The application Play Sound is a simple sound player. Simply drop any sound file onto the application icon, and it will play, no fuss, no muss. It's also fully AppleScriptable, which can be very useful.


----------



## JasonH (Sep 8, 2004)

rgsw said:


> have a play with garage band i'm sure there must be an option in it sumwhere



why would the option be in there?
that doesnt make any sense...
not to mention garage band has way too much overhead for on the fly playback.


----------



## zachlipton (Dec 16, 2004)

I'd take a look at Cricket (http://www.soundcrack.net/cricket/index.html). It's not free ($150 though you might be able to arrange a school discount). It was written by a professional sound designer specifically for theater use. It can handle multiple outputs and fades between them, has a built in equalizer, play up to four tracks at once, and a lot of other goodies. You can also download it and try it for free, the only limitation is that you can't save your show files until you actually purchase it. I've ran entire shows off of an iBook and Cricket, it works really well and makes running cues brain-dead easy (press the space bar on each Go).


----------



## Peter (Dec 17, 2004)

The thing i do to with Windows Media Player 10 to make sure one sound doesnt run into the next is simply create a 30 second or minute wav file of complete silence and put that inbetween my real cues, that way, i have at least 30 seconds to hit the pause or stop button. This also works nicely when you have to playback 1/2 of a conversation with an actor on stage, that way, you can let it just keep running, and hit the next button to jump to the next recorded line. Sure, it's low tech, but it is simple, easy, and it works!


----------



## Nephilim (Dec 17, 2004)

zachlipton said:


> I've ran entire shows off of an iBook and Cricket, it works really well and makes running cues brain-dead easy (press the space bar on each Go).

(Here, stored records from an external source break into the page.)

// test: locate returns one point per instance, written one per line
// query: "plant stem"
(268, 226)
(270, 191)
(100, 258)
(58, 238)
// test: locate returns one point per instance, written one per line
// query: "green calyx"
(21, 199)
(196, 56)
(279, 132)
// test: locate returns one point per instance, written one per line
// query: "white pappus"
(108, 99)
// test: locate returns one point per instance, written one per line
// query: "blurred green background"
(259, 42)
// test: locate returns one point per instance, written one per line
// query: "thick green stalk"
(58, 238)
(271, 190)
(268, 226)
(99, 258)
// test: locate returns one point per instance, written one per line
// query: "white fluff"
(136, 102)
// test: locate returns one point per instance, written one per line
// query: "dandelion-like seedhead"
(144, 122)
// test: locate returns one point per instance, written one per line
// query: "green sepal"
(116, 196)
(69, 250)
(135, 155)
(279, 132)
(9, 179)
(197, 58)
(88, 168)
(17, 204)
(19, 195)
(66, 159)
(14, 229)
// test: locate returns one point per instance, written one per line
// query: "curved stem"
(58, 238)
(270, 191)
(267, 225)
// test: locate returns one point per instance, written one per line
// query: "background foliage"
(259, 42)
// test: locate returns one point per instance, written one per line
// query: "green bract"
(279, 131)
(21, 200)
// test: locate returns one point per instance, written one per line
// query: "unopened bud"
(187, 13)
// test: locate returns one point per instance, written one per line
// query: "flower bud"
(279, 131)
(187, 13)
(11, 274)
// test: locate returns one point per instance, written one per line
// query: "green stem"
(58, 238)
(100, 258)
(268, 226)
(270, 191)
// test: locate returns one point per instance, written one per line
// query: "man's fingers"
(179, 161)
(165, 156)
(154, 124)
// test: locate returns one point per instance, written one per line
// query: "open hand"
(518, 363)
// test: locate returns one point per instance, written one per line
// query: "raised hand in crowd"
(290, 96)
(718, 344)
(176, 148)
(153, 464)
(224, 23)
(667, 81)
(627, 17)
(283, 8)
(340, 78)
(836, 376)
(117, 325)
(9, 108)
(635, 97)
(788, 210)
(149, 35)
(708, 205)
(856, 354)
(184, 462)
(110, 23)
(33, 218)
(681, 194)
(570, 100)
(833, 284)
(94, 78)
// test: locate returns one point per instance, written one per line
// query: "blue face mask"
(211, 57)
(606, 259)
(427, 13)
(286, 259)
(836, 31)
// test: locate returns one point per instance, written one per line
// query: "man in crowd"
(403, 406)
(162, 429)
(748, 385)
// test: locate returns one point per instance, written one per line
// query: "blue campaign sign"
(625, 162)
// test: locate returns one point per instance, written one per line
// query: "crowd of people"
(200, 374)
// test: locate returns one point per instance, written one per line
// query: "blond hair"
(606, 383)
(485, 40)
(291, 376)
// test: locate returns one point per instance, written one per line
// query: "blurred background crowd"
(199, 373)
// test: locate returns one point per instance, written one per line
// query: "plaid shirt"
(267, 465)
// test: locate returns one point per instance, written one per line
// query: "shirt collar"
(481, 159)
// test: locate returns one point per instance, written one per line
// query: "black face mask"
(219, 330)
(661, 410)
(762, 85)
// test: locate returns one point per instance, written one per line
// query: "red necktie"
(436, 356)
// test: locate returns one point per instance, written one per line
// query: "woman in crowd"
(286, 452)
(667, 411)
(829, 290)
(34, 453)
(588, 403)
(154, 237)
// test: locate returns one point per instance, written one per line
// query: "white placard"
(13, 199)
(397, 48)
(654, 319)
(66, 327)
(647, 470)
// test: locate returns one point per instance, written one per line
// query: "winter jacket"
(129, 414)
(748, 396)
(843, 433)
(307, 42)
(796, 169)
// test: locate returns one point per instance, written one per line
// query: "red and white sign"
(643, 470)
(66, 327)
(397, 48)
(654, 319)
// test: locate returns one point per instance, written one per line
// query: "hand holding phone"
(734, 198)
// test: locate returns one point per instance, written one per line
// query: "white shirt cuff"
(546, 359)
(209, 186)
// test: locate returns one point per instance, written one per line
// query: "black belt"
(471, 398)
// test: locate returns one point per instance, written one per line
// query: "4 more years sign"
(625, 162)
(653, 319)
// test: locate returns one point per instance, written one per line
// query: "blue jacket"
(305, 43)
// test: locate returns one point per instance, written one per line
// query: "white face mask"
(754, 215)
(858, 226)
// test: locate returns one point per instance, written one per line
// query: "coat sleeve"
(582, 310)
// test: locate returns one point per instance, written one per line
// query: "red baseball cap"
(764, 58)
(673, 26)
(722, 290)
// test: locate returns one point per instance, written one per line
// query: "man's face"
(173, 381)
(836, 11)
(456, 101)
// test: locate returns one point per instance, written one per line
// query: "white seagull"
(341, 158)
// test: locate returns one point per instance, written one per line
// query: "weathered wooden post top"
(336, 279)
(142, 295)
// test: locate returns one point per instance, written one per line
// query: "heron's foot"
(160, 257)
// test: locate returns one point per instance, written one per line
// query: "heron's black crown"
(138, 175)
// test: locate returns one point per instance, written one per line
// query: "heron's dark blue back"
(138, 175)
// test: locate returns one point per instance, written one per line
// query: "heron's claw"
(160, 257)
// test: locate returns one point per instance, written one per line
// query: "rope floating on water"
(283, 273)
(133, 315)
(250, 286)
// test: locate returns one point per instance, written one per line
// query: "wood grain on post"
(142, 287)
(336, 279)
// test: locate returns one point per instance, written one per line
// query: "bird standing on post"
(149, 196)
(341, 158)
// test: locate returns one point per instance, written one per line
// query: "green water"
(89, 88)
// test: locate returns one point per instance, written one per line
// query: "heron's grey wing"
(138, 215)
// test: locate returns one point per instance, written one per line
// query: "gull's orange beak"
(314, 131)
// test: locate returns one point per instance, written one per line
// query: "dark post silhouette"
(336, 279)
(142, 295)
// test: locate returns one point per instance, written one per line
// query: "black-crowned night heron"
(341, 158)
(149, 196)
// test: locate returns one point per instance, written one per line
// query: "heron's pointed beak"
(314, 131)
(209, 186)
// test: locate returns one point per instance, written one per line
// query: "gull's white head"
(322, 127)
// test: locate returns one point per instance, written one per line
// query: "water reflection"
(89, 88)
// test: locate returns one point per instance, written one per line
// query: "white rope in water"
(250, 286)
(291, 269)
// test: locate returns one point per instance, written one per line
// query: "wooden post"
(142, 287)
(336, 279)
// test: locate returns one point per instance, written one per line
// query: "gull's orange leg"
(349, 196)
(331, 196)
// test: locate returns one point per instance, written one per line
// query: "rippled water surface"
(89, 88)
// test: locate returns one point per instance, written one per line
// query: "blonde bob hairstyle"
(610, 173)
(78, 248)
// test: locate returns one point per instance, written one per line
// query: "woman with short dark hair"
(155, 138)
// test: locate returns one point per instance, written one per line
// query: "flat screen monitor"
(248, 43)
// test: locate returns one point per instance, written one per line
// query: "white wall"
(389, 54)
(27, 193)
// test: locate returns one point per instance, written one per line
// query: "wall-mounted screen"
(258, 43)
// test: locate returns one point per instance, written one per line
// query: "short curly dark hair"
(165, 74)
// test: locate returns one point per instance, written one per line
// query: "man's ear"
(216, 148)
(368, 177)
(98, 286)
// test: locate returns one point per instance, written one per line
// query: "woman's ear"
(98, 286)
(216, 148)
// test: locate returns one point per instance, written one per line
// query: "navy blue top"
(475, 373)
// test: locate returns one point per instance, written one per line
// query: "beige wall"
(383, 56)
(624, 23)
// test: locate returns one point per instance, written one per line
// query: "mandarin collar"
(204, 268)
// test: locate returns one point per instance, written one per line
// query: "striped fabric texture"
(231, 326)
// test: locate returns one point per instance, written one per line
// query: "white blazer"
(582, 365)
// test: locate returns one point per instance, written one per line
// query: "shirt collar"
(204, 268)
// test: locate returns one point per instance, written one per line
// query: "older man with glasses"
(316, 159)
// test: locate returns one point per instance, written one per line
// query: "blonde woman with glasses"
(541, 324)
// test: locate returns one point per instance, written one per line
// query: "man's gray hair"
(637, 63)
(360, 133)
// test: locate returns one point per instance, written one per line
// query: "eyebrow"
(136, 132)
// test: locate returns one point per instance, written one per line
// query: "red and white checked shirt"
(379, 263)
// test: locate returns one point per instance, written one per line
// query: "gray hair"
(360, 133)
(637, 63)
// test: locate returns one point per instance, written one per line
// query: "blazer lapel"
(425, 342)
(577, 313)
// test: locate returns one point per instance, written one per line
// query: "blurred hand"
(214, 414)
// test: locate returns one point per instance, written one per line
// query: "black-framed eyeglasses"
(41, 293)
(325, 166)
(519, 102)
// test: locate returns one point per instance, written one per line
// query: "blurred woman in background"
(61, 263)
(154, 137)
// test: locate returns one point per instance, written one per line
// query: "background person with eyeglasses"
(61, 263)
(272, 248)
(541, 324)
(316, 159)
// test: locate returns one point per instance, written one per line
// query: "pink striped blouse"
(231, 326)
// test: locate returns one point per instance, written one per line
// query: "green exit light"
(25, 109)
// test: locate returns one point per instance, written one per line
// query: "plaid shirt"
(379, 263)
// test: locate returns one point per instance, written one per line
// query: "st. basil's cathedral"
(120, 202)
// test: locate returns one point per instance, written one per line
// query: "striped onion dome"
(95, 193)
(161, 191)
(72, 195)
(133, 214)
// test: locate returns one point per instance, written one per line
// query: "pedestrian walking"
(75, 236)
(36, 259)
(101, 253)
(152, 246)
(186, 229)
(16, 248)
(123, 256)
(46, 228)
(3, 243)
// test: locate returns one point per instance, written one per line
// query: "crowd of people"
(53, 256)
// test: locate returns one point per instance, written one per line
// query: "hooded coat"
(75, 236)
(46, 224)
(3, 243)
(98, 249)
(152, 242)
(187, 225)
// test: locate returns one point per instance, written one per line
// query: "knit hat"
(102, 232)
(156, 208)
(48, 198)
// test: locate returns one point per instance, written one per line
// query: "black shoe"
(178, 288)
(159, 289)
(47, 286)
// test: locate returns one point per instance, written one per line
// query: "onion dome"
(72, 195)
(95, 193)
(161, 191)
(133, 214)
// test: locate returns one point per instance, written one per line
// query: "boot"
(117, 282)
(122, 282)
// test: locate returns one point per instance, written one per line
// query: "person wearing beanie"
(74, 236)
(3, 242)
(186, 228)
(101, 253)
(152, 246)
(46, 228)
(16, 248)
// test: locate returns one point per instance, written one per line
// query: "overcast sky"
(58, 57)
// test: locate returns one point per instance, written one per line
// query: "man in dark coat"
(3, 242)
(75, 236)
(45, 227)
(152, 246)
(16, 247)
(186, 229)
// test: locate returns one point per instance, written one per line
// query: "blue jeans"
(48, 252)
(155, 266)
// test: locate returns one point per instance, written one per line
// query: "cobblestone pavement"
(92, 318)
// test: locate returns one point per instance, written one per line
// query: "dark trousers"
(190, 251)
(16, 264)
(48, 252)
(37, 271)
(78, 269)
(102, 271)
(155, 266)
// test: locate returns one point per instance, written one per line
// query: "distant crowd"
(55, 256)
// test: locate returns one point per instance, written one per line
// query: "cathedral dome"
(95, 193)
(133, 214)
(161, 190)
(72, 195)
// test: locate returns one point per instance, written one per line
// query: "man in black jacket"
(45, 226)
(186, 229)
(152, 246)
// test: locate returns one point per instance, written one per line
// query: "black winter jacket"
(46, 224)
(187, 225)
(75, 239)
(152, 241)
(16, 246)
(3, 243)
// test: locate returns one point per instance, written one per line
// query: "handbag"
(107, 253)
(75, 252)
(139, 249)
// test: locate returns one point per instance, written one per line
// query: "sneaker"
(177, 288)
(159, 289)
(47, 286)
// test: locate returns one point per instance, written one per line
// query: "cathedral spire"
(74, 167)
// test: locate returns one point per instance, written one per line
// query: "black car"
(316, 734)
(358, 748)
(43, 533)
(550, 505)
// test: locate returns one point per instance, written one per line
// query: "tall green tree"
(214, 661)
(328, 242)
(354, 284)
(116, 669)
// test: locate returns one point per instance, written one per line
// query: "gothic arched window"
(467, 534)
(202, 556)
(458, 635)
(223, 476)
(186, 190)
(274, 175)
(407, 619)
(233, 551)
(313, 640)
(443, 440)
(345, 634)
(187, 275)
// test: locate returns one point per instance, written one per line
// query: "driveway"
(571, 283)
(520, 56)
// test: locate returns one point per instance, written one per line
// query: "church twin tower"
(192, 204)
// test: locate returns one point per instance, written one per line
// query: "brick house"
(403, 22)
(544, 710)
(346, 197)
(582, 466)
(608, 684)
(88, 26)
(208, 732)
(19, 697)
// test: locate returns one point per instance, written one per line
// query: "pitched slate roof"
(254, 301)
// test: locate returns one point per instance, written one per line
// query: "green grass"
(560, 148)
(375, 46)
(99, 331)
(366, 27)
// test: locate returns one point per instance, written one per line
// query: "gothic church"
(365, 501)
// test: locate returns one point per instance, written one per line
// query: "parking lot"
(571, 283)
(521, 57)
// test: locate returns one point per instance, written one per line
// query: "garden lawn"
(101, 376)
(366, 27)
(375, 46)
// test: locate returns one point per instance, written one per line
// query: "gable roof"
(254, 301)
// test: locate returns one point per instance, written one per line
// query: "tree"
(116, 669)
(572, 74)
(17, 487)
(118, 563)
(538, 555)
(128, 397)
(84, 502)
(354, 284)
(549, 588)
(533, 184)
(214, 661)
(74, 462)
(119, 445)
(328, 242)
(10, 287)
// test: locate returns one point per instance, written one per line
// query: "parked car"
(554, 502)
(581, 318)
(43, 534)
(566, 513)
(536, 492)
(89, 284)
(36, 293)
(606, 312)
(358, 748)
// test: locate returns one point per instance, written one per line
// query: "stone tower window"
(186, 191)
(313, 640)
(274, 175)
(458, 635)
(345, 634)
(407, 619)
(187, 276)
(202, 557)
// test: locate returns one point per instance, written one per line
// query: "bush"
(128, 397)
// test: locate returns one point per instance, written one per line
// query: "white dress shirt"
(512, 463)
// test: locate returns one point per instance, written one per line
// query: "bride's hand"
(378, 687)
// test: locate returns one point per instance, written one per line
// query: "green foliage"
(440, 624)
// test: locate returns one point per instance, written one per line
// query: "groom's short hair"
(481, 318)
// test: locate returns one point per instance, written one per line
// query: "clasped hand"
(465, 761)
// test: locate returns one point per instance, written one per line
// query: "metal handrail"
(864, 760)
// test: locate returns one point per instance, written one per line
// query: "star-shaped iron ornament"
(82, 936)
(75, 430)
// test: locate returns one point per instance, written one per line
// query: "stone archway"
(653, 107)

Wahey! It's Q-Manager, but for OS X. Awesome. Pity there's no free version though.


----------



## zachlipton (Dec 17, 2004)

Nephilim said:


> Pity there's no free version though.



Yeah. Well the guy has to eat somehow. If you can at all afford it, I'd look at it though. It's really made for what you are looking for. At a minimum, you could always try the demo, and if it works for you, figure out how much you can afford and send them an email, explaining how you're a school and can pay this much and would it be possible to do an educational discount. Worth a shot.


----------



## Nephilim (Dec 18, 2004)

zachlipton said:


> explaining how you're a school and can pay this much and would it be possible to do an educational discount. Worth a shot.



Not any more I'm not 

By 'free version' I mean something similar to what Pete Hashagen did with Q-Manager and made a rather limited version (no EQ, no fade cues, no show control, nothing really except 2 channel cued playback) available for free and charged for the fuller-featured versions.


----------